"I love every bone in their heads"
About this Quote
That odd specificity does double work. "Bones" suggests what is hardest and least changeable, the structural stuff you can't flatter or negotiate with. In O'Neill's world, love often clings to exactly that: the unyielding traits that make people impossible to live with and impossible to leave. Put "bones" in the "head" and you get an image of loving someone down to their skull, their temperament, their ingrained patterns - the very parts that will keep hurting you.

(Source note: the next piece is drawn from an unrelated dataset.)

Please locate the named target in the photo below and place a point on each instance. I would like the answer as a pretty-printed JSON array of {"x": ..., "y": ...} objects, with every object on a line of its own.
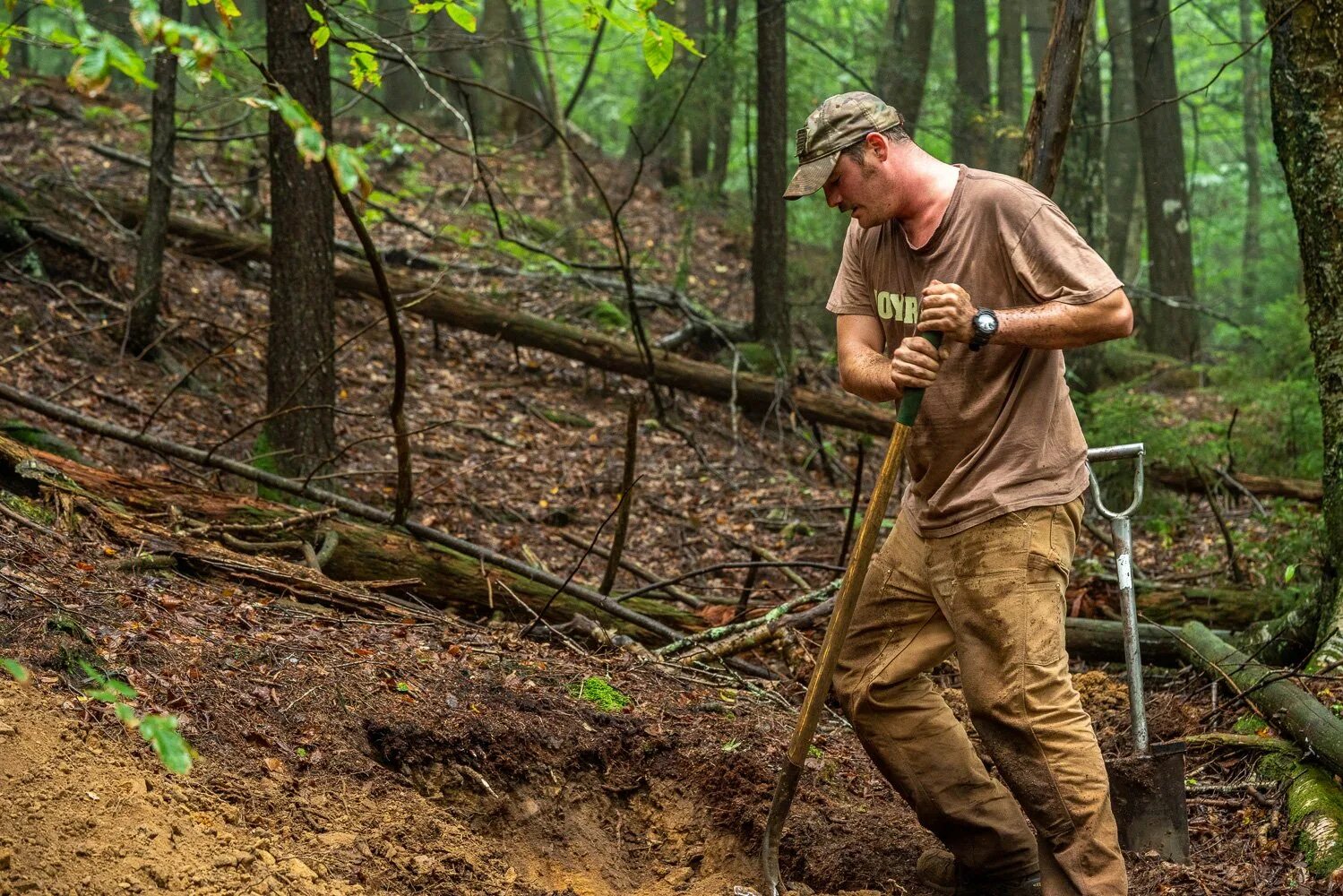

The intent reads as a rough-edged declaration meant to overpower doubt, maybe even to convince the speaker as much as the listener. Subtext: I know what they're like; I know what lives in that head; I love them anyway. Contextually, it's O'Neill's signature move: turning sentiment into something almost violent, because for him intimacy isn't soft focus. It's endurance.
Quote Details
| Topic | Love |
|---|---|
| Source | Help us find the source |
| Cite |
Citation Formats
APA Style (7th ed.)
O'Neill, Eugene. (2026, January 18). I love every bone in their heads. FixQuotes. https://fixquotes.com/quotes/i-love-every-bone-in-their-heads-10246/
Chicago Style
O'Neill, Eugene. "I love every bone in their heads." FixQuotes. January 18, 2026. https://fixquotes.com/quotes/i-love-every-bone-in-their-heads-10246/.
MLA Style (9th ed.)
"I love every bone in their heads." FixQuotes, 18 Jan. 2026, https://fixquotes.com/quotes/i-love-every-bone-in-their-heads-10246/. Accessed 29 Mar. 2026.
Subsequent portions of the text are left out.